André Colombo, fondateur du groupe Vitruve (assemblage de PME dans le bâtiment et l’énergie, 25 millions d’euros de chiffre d’affaires) regrette amèrement son compagnonnage avec Bouygues. L’histoire se passe sur le plateau de Saclay (Ile-de-France), où EDF a fait construire son nouveau pôle de recherche et de développement, livré fin 2015. En phase finale, comme de coutume, le donneur d’ordres passe en revue les prestations de ses fournisseurs avant de les régler. Pour Vitruve, chargée de la partie climatisation, c’est un marché de 5 millions d’euros. Il n’en aurait perçu que 3,8 et sera contraint de déposer le bilan fin mai 2016, car cette PME a dû elle-même régler rubis sur l’ongle ses propres sous-traitants.

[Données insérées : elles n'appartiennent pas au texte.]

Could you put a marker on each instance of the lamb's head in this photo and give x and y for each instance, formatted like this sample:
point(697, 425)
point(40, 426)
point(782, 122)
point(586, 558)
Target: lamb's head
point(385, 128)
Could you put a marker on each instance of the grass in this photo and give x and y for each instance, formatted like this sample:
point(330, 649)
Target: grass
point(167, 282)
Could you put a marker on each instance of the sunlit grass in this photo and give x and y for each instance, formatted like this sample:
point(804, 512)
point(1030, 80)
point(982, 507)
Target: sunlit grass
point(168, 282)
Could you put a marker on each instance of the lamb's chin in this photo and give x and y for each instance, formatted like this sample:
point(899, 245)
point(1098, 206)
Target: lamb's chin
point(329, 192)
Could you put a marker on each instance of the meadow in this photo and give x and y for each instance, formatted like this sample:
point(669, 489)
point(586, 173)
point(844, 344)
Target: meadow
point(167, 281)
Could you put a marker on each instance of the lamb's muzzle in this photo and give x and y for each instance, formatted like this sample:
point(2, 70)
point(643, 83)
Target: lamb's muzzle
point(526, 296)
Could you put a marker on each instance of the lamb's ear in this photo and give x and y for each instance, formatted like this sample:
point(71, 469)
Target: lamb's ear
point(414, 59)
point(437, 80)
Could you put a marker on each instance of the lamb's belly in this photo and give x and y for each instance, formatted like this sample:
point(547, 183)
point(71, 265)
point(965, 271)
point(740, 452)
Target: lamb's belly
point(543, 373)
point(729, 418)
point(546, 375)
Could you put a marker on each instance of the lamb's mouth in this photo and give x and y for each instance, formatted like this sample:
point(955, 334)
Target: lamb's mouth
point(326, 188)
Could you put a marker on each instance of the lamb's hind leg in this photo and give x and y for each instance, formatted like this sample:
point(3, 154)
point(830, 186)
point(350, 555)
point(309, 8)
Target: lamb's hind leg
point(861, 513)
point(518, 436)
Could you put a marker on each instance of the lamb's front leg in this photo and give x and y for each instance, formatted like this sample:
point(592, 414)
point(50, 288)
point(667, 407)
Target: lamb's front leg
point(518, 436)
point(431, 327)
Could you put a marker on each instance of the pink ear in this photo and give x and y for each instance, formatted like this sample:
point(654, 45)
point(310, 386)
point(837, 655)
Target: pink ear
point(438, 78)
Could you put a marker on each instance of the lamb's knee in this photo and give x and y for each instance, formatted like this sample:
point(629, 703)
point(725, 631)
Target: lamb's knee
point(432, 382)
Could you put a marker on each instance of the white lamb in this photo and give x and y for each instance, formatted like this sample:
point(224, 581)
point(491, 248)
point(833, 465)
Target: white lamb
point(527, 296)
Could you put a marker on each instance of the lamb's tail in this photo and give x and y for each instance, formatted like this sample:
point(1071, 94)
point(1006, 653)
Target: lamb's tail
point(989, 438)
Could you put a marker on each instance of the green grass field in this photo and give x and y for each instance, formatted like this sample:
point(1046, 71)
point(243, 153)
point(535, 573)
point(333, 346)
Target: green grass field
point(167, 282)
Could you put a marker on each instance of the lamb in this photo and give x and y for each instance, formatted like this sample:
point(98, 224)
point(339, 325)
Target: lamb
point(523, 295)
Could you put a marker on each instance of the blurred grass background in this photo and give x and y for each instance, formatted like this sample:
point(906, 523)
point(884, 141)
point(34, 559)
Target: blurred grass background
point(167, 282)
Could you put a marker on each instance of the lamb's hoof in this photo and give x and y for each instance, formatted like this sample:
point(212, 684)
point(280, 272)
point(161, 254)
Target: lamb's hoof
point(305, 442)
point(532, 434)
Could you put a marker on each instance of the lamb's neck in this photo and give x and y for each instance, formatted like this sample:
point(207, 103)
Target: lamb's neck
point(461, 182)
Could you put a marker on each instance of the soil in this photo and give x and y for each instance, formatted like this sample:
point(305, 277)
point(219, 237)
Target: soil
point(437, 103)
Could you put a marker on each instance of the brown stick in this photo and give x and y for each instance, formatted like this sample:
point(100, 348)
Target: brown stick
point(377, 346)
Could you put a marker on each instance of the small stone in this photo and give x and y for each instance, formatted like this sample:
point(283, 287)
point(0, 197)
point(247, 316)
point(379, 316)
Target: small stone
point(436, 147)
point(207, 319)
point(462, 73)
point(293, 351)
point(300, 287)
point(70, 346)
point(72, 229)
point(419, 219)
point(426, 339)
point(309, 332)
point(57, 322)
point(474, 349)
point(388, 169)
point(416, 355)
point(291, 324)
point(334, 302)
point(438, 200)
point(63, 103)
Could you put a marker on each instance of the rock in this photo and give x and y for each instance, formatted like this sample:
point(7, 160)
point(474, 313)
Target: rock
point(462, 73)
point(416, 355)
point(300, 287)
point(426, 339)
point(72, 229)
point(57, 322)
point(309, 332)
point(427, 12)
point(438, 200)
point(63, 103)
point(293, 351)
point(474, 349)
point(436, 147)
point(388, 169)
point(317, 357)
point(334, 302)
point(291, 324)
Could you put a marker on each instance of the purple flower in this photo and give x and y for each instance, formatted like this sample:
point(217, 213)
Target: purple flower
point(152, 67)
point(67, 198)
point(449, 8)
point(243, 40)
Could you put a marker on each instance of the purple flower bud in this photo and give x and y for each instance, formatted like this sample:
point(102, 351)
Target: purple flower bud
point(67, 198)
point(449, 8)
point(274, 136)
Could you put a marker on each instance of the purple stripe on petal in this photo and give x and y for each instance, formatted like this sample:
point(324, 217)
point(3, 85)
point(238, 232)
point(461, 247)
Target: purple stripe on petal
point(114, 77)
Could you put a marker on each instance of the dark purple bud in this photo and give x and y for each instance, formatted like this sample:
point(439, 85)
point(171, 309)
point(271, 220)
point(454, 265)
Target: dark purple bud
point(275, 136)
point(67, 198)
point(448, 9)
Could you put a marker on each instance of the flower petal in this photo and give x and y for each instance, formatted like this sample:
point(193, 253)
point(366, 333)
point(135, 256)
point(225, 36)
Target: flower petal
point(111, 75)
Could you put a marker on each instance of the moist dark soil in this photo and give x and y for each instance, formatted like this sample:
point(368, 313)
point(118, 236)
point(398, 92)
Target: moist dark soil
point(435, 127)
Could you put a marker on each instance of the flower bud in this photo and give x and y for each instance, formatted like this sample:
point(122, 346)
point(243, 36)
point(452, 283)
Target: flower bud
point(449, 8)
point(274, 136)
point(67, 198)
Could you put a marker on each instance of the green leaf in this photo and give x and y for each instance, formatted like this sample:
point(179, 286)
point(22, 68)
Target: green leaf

Il est rare qu'une PME du secteur ose contester publiquement l'imperium d'un géant du BTP comme Bouygues. Mais André Colombo en a trop soupé, détaillant les méthodes pour ne pas payer ce qui lui serait dû. Les retards, «du grand classique». Puis les pinaillages : «Dix personnes en face qui cherchent la moindre faille pour vous pousser à la faute.» Et enfin le harcèlement : «Quand ils vous envoient une vingtaine de recommandés, on ne peut plus suivre.» Au titre de refus de payer pour motif qu'il estime «unilatéral et fantaisiste». Colombo cite un exemple : «On nous dit que les radiateurs ne marchent pas. OK, la centrale électrique n'est pas branchée. Mais en fait, c'est un problème de chaudière de la responsabilité de Bouygues.»
Quand Vitruve saisit le tribunal de commerce pour diligenter une expertise, Bouygues exhibe une clause du contrat soumettant tout démêlé à un arbitre, désigné sur une liste composée par ses soins. Dans le cas présent, c'est tombé sur un homme sûrement très compétent et honnête, mais qui a déjà eu à statuer sur de précédents litiges concernant Bouygues. Contacté par Libération, le groupe rétorque que Vitruve «a été défaillant sur ce chantier et a causé un préjudice important», sans donner la moindre précision.